Examen des questions en litige

[4]                 Le demandeur soutient que l'agente d'immigration a manqué à son devoir d'agir équitablement en se référant à de l'information le concernant sans lui donner l'occasion de présenter son point de vue.

[5]                 Le demandeur souligne que les notes rédigées par l'agente d'immigration en décembre 1999 révèlent qu'elle avait émis des réserves relativement à sa demande d'aide sociale en juin 1999. Elle a aussi signalé qu'il possédait 6 000 $ d'économies, avant de conclure qu'il n'était pas suffisamment installé au Canada. Le demandeur soutient n'avoir pas reçu d'aide sociale en 1999 et ne pas en avoir reçu après les premiers mois suivant son arrivée au Canada. Il insiste sur le fait que même si l'agente savait qu'il avait un emploi et qu'elle avait constaté qu'il avait des économies de 6 000 $, la possibilité qu'il ait pu demander de l'aide sociale après son entrevue de mars 1999 avait paru la préoccuper.

[6]                 Le demandeur fait valoir que si un agent d'immigration s'appuie sur des éléments de preuve qu'il a obtenus au sujet d'une personne, ces éléments de preuve doivent être divulgués et cette personne doit avoir l'occasion de contrer tout doute ou de fournir des explications, une occasion dont lui-même n'a pas bénéficié. Au paragraphe 15 de la décision Haghighi c. M.C.I. (1999) 174 F.T.R. 123 (C.F. 1re inst.), le juge Gibson a dit qu'en étudiant une demande fondée sur des considérations humanitaires, il faut, par souci d'équité, que le demandeur ait l'occasion de prendre connaissance des éléments de preuve examinés par l'agent d'immigration et de les commenter.

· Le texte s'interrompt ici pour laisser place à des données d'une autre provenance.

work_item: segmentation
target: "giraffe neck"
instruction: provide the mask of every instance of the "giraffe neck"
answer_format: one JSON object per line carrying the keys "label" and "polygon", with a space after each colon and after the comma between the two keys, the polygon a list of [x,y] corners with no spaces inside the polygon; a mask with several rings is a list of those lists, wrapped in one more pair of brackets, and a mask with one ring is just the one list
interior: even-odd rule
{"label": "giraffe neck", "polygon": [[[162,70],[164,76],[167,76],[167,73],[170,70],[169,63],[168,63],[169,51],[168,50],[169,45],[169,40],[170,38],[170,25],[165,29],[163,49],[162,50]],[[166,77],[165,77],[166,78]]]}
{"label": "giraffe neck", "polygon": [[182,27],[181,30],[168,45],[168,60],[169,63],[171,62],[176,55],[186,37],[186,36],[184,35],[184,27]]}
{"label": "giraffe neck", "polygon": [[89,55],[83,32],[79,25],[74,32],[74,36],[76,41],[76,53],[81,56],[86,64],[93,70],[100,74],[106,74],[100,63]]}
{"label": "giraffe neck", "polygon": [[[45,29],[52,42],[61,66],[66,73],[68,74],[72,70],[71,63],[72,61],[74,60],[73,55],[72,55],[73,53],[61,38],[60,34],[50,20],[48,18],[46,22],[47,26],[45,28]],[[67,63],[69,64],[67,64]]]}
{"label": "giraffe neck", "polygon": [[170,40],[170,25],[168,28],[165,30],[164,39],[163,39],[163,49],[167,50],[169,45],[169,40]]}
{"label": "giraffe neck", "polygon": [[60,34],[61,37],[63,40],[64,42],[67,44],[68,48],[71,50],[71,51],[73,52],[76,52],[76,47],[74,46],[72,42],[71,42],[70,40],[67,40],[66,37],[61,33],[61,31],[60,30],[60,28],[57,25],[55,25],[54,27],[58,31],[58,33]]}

Il s'est exprimé comme suit :

Il me semble plutôt que la question est maintenant de savoir si l'agent d'immigration, en omettant de divulguer un document comme la recommandation d'un agent de révision et ses motifs, et plus tard en se fondant sur celui-ci, a privé la personne ou les personnes dont les intérêts étaient en jeu, en l'occurrence le demandeur, « d'une occasion valable de présenter [sa] position pleinement et équitablement » ou a privé le demandeur « d'une possibilité valable de présenter les divers types de preuves qui se rapportent à [son] affaire et de les voir évalués de façon complète et équitable » .

[7]                 Le demandeur soutient qu'en négligeant de l'aviser de ses réserves quant à la possibilité qu'il ait reçu de l'aide sociale, l'agente d'immigration a manqué à son devoir d'agir équitablement. S'il avait été conscient de ces réserves, il aurait pu les contrer.

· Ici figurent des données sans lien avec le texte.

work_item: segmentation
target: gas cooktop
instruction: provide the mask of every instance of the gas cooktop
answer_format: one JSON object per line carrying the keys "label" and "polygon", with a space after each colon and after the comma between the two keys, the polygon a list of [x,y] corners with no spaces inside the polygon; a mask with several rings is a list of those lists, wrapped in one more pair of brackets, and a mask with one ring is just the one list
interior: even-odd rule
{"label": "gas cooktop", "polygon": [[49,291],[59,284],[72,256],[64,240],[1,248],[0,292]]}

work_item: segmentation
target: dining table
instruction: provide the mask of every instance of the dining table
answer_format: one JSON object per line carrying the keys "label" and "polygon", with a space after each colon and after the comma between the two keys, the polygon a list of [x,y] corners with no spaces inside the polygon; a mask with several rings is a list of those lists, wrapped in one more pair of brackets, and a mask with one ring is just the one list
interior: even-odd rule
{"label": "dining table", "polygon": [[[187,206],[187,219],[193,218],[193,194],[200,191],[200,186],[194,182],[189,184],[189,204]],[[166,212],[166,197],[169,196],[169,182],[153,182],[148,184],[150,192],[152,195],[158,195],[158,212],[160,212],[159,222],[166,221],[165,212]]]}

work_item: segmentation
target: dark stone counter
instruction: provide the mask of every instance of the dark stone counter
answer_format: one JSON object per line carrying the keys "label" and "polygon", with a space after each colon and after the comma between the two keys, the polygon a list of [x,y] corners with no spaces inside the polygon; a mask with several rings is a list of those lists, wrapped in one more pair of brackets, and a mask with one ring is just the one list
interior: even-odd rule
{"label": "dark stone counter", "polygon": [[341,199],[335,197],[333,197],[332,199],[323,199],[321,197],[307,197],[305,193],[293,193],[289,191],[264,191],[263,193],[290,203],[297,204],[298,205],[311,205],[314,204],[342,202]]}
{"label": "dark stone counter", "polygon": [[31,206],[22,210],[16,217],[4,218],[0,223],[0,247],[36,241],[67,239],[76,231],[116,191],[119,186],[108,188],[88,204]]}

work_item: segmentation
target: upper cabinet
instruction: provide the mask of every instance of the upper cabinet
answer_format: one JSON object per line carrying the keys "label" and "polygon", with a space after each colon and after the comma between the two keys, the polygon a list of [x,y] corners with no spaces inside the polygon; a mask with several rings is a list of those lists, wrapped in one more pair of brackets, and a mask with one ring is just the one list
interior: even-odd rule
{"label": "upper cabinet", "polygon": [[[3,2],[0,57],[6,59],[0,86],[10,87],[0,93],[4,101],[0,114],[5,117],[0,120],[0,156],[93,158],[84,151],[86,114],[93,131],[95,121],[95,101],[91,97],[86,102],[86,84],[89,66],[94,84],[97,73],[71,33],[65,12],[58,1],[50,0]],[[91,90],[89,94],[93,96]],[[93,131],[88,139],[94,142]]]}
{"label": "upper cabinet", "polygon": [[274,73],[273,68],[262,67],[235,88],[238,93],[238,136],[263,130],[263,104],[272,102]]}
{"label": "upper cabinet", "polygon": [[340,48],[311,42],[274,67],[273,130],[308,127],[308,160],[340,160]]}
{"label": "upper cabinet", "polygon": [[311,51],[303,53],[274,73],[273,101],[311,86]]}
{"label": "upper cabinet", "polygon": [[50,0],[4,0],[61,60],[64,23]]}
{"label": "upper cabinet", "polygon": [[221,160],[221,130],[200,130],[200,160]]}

[8]                 Le défendeur fait valoir que bien qu'il soit fait mention de l'aide sociale aux notes de l'agente, aucune preuve ne démontre qu'elle s'est appuyée sur quelque information concernant l'aide sociale, ni que cette question de l'aide sociale a constitué un facteur décisif. Dans les notes de l'agente d'immigration, il est reconnu, sans plus de commentaires, que l'information versée au dossier au sujet d'une demande d'aide sociale en juin 1999 n'était pas vérifiée. Il est aussi noté que le demandeur a occupé un emploi depuis 1996. L'absence de preuve que l'agente se serait appuyée sur cette information au préjudice du demandeur mérite d'être soulignée.

[9]                 Les mentions suivantes figurent dans les notes rédigées le 7 décembre 1999 par l'agente d'immigration : [traduction] « ... sujet envoyé par l'aide sociale = Peel en juin 99 » , et ensuite, le 11 décembre 1999, [traduction] « demande d'aide sociale de juin 1999 non vérifiée » . Il y est aussi clairement dit que le demandeur a occupé un emploi au Canada depuis 1996. Ces mentions ne signifient pas que l'agente a estimé que la référence à l'aide sociale constituait un facteur particulièrement défavorable dans l'appréciation de la demande, quoique ce facteur soit l'un de ceux considérés. Les décisions de la Section du statut de réfugié (SSR) concernant la revendication du statut de réfugié du demandeur, la décision portant sur sa demande pour que lui soit attribuée la qualité de « demandeur non reconnu du statut de réfugié au Canada » (DNRSRC) et l'absence de toute famille immédiate au Canada (puisque tous les membres de sa famille sont restés au Sri Lanka), sont autant de facteurs plus importants dont il a été tenu compte.

[10]            Les commentaires contenus aux notes de l'agente d'immigration, fondement apparent de sa décision, s'appuient sur les conclusions quant à la crédibilité du demandeur, sur les décisions défavorables de la Commission de l'immigration et du statut de réfugié (CISR), sur la décision portant sur la qualité de DNRSRC ainsi que sur le rejet des demandes antérieures de contrôle judiciaire. Cela est manifeste à la fin des commentaires de l'agente d'immigration :

[traduction] Noté : CISR n'a pas estimé que la preuve sur le temps passé dans le Nord était digne de foi - CISR a aussi estimé que l'histoire du sujet n'était pas digne de foi.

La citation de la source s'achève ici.